UNIVERSAL DHARMA

Not This, Not That ~ A TALE OF TWO TOILETS

When I returned to Bataan in ‘87, I found the temple in a worse condition than ever, and though there was a temple-committee, composed of people who couldn’t live without some kind of position and title in society, nothing had been done to and around it since my last visit the previous year. Unable to bear it, I started to clean up, but the committee-people not only just sat around and watched me working, without coming to help in any way, they even tried to obstruct me in different sneaky ways. I went ahead and did what I thought needed doing anyway, in spite of these useless people.

Raising funds in Manila, I hauled in material from Tomas’s store and, with the help of volunteers, replaced the temple-roof before the monsoon.

Since my last visit, the Camp authorities had taken note of the toilet in the temple and built a new one, complete with cement walls, door, a decent roof, and a toilet-bowl of the sit-down type. This was for use only by monks and special visitors to the tem-ple. Other people who were staying in the temple were using the pit I’d dug the year before, with a few boards across it, shielded by a few brambles and long grass. Using old material from the roof of the temple, we built a new toilet-hut where the old ruined one had stood, and installed a new toilet-bowl of the squatter type. It was by no means luxurious, but was a great improve-ment over what it had been, and was clean. I felt satisfied with it.

My satisfaction, however, was short-lived, because two months later, I asked one of the young Vietnamese nuns living in the compound and who used that toilet, along with other people: "How is your toilet now? Is it clean?"

"Yes," she said, "very clean". I took her word for it, so didn't go to inspect it until a few days later. I was amazed and appalled at the condition of the toilet-bowl: what had been brand-new and spotless just two months before was now so filthy that it looked as if it hadn’t been cleaned for ten years! To make matters worse, when I confronted the nun about it, and reminded her that she’d told me it was very clean, she insisted that it was.

"Clean?" I said; "you should look at our toilet and see the differ-ence!"

"Ah, but there are only few people using your toilet," she coun-tered, "while there are many people using ours".

"Well, then," I said, "you have many people to clean it, don’t you?"

Unwilling to back down, she said: "But we don't have duty to clean toilets!" (meaning not their responsibility). I was astonished! How could a Buddhist nun stand there and brazenly say such a thing?! Whose duty was it to clean the toilets?
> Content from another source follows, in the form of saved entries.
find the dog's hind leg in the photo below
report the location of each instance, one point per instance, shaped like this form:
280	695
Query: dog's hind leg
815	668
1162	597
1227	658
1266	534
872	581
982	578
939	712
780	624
Was she above such work? Did she expect me to do it for them? No wonder there was little understanding between me and many of the people who stayed in the temple!

I’d taken a photograph of the two toilet-bowls before confronting her about it. And only after I complained about it did they condescend to clean it somewhat, after which I took other photos; I still have these as evidence of the kind of things I had to put up with from these people. What I did there was for everyone ~ the good, and those not so, the intelligent and the foolish.

Enlightenment is like the moment of death: when it comes, it is always instantaneous, but the process leading up to it is gradual; in fact, we spend our entire lives building up to it ~ no, more: the moment we are born, we begin to die, for death is not something separate from life, but part of it; it might even be said that living is dying ~ the wheel turns, and the life-force runs out.


“There are only two ways to live your life. One is as though nothing is a miracle, and the other is as though everything is.”